While a performance characteristic is typically compared against a gold standard test, we evaluated the SD BIOLINE H. pylori Ag rapid test kit against an already commercialized antigen tests, EZ-STEP H. pylori Ag test (DINONA, Inc., Korea) and SD H. pylori ELISA Ag tests (double ELISA) because of the lack of gold standard test in the study area. In addition, it is important to make note that the various tests compared above are based on their use of HpSA. They have also used different techniques as gold standards.

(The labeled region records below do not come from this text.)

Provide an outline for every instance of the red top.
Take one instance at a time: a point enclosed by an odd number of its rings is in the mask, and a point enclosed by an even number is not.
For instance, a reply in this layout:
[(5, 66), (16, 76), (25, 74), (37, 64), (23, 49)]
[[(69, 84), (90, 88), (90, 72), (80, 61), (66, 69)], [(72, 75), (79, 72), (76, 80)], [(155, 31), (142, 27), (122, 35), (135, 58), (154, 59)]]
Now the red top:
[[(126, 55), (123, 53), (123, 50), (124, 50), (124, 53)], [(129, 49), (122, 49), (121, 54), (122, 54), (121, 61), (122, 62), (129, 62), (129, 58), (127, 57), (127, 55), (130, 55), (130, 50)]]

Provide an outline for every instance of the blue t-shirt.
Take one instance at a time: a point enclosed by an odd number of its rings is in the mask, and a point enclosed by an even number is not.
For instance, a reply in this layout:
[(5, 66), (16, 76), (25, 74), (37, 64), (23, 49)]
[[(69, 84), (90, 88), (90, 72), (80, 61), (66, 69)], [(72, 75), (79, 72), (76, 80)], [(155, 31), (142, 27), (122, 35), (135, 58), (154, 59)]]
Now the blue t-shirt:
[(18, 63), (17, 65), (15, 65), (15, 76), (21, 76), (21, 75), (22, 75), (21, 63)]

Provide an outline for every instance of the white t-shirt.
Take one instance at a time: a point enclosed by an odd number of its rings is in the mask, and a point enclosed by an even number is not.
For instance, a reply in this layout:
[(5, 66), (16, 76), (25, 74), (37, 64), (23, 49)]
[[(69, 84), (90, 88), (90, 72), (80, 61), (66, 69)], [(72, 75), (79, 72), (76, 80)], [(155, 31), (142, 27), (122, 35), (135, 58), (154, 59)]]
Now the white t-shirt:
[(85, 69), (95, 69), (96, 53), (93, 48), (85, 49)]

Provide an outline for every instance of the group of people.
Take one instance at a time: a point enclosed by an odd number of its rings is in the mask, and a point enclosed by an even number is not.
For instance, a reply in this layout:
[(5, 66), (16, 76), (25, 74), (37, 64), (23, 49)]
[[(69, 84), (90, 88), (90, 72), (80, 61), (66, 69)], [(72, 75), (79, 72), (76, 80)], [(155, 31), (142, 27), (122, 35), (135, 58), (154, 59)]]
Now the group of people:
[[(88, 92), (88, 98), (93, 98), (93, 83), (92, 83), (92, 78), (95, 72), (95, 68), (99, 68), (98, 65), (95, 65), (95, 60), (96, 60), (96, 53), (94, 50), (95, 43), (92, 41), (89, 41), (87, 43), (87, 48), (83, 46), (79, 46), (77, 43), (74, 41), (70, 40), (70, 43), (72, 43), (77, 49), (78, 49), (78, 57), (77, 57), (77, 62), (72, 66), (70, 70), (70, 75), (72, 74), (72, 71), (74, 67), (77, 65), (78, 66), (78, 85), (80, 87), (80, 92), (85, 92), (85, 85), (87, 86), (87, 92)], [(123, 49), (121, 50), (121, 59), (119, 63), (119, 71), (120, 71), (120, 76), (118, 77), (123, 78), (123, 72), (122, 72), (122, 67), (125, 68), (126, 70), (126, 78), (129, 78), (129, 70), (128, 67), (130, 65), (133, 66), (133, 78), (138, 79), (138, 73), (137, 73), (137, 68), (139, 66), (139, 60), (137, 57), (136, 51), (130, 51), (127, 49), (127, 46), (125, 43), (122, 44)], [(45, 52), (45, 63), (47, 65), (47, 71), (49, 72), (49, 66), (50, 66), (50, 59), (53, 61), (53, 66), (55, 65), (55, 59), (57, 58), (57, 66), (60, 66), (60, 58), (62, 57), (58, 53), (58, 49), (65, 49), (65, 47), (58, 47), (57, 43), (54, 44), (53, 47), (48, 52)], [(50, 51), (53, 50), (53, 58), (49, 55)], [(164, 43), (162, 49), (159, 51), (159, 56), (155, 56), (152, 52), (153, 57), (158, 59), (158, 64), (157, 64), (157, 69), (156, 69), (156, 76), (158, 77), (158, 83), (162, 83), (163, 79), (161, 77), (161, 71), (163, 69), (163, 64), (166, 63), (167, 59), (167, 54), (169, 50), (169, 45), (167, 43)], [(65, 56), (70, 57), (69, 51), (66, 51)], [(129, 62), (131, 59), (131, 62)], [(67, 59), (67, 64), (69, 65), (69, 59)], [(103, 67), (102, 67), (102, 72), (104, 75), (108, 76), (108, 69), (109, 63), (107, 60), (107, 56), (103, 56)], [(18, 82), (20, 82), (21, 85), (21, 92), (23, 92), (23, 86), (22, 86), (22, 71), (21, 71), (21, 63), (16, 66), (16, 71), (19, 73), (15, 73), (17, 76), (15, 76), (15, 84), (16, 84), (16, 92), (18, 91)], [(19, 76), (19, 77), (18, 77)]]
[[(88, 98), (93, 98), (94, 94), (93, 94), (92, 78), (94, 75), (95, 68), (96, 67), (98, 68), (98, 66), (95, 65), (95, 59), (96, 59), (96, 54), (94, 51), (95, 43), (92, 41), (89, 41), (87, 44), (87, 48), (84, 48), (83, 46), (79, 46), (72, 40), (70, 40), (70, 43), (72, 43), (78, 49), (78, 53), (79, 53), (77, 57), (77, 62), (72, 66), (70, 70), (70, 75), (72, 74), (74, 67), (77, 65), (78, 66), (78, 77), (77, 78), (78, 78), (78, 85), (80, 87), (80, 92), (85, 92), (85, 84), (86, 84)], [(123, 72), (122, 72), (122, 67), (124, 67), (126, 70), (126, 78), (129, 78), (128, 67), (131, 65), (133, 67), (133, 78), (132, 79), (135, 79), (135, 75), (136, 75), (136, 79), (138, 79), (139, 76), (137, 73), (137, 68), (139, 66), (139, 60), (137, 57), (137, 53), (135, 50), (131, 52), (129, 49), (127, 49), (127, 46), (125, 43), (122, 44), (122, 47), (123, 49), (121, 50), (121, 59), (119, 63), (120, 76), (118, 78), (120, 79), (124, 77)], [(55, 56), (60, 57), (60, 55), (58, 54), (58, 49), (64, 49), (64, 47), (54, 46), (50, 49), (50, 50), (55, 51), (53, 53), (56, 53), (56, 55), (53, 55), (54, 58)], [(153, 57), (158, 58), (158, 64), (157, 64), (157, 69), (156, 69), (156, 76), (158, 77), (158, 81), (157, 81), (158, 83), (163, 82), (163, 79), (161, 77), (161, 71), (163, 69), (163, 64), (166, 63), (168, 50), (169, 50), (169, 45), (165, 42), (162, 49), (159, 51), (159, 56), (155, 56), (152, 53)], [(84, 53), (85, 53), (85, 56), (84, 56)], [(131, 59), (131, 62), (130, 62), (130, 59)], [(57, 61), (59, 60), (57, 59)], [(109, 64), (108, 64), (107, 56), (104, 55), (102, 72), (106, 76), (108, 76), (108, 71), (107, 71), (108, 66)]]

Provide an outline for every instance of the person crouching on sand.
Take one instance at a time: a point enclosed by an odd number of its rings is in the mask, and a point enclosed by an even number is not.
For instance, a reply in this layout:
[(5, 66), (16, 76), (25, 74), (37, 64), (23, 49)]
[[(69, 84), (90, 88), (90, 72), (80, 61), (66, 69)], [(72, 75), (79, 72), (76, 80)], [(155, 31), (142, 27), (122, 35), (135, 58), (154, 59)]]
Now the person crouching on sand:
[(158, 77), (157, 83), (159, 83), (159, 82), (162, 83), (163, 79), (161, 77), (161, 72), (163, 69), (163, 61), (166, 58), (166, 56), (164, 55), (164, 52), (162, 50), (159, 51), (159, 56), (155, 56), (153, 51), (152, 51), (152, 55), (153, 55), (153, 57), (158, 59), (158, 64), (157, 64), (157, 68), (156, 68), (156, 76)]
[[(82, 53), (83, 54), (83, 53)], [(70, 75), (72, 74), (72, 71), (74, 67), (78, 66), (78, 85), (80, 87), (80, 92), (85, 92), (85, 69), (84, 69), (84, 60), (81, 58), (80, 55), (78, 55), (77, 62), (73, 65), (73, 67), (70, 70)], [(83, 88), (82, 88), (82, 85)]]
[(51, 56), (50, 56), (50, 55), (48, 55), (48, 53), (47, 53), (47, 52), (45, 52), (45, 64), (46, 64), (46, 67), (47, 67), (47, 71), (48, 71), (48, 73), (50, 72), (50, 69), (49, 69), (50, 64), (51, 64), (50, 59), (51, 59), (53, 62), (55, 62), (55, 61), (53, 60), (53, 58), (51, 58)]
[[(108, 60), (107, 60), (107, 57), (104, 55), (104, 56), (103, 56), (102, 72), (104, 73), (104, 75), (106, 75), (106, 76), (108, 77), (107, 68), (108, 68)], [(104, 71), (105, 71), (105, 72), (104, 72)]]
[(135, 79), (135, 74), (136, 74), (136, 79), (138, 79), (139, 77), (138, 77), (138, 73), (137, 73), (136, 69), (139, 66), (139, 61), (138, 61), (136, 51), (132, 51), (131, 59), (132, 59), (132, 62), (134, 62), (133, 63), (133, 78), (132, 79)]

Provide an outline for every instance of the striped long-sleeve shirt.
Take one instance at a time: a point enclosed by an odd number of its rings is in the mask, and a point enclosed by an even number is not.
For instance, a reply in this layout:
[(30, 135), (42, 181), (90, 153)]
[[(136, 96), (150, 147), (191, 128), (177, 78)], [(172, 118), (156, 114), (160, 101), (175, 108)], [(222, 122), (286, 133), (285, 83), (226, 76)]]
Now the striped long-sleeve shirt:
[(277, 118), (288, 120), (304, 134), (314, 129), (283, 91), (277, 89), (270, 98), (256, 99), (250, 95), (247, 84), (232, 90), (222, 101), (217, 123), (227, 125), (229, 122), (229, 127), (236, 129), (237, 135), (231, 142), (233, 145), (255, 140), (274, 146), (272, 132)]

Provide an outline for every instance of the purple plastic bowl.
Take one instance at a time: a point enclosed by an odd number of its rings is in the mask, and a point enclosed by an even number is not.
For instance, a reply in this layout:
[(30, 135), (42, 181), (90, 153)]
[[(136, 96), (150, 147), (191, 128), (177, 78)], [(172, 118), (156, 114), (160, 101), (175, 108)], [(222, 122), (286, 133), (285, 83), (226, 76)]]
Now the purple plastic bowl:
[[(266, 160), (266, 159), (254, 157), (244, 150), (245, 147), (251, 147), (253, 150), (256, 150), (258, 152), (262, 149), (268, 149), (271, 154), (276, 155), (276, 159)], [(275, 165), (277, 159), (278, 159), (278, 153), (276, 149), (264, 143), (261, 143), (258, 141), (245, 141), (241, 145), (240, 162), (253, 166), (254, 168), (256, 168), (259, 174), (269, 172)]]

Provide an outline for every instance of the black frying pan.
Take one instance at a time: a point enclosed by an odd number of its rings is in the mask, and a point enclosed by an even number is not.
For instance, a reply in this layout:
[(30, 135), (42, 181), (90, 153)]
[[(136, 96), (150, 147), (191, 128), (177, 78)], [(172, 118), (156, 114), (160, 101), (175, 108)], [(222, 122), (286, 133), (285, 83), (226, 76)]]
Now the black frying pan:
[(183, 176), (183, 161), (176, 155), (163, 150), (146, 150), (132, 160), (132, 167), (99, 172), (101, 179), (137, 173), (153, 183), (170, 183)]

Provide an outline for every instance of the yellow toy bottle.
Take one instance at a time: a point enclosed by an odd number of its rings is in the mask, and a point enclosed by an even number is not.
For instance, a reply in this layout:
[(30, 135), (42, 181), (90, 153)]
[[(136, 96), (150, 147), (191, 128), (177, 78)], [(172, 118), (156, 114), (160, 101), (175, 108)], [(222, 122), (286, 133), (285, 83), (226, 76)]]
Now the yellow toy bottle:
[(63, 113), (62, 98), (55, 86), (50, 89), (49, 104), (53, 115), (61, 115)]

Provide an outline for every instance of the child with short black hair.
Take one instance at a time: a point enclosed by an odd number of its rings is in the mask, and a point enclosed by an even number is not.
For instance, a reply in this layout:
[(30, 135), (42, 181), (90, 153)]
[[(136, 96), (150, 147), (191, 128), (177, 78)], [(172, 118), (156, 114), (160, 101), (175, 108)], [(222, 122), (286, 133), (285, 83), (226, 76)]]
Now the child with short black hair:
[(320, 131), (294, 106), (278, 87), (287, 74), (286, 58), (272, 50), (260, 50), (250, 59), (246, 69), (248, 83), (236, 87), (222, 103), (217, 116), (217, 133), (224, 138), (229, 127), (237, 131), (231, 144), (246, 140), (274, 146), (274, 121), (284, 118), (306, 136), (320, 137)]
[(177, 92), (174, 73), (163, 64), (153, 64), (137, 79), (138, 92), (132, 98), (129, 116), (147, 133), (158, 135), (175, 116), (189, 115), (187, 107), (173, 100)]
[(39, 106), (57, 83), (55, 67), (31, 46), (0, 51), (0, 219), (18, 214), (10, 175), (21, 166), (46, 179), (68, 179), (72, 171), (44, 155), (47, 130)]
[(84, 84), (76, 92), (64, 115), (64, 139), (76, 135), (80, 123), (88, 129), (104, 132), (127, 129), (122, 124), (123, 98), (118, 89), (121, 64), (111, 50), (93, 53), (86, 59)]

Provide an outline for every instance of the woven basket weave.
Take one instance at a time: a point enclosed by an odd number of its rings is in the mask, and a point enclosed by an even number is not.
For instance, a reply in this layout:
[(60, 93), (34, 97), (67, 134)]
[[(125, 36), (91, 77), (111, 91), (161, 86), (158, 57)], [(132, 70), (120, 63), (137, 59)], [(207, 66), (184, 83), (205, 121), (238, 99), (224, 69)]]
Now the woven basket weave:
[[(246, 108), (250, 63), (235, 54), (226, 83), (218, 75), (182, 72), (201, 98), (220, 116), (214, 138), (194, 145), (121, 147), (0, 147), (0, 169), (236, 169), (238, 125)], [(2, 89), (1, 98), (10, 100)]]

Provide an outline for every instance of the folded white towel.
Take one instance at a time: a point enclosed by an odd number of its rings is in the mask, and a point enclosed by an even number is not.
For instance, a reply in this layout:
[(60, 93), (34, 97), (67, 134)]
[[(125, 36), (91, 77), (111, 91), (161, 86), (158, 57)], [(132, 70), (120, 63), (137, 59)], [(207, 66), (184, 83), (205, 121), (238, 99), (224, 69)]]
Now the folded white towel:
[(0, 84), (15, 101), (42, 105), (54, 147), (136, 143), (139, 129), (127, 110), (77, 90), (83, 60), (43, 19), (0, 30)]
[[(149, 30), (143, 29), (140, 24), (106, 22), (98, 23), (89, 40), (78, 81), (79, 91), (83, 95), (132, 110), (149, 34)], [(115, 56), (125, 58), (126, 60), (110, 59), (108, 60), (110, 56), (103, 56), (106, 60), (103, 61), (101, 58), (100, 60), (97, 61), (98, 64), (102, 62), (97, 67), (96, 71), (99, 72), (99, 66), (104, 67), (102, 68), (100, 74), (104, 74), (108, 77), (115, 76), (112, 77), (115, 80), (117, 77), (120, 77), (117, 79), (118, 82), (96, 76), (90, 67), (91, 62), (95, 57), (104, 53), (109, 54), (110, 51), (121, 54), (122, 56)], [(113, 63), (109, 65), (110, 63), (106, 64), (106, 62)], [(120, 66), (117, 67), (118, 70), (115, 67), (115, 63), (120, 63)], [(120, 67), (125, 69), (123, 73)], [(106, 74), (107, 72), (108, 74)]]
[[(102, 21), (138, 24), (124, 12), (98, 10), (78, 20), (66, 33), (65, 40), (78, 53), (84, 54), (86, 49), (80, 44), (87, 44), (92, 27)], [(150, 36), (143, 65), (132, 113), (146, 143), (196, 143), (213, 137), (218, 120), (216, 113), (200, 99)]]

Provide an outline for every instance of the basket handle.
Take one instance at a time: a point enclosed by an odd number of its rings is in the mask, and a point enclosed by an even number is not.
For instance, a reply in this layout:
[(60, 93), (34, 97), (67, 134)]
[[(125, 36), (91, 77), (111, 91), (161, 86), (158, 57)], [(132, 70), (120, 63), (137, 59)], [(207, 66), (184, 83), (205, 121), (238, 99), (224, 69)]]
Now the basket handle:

The sensitivity of the antibody test was 75% (95% CI, 65.3–83.5) which was much lower than the sensitivity of the SD BIOLINE H. pylori Ag test. Similarly, the specificity of the antibody test was also much lower than for the SD BIOLINE H. pylori Ag test, 30.8% (95% CI, 25.9–35.1%). H. pylori immunoglobulin G (IgG) serology detects an immune response, which could represent either a current infection or a previous exposure. Using such antibody tests may then predispose to an overuse of this drugs which could have a negative economic impact, increased risk of drug resistance, and exposure to unnecessary drug adverse effects.

Conclusion

The SD BIOLINE H. pylori Ag rapid test has a much better sensitivity, specificity and predictive values compared to the currently available antibody test in the market, in Ethiopia. Therefore, the SD BIOLINE H. pylori Ag rapid stool test could be used to diagnose active H. pylori infection before the commencement of eradication therapy. However, further studies are required on how to use this HpSA rapid test for monitoring of therapeutic response or test of cure.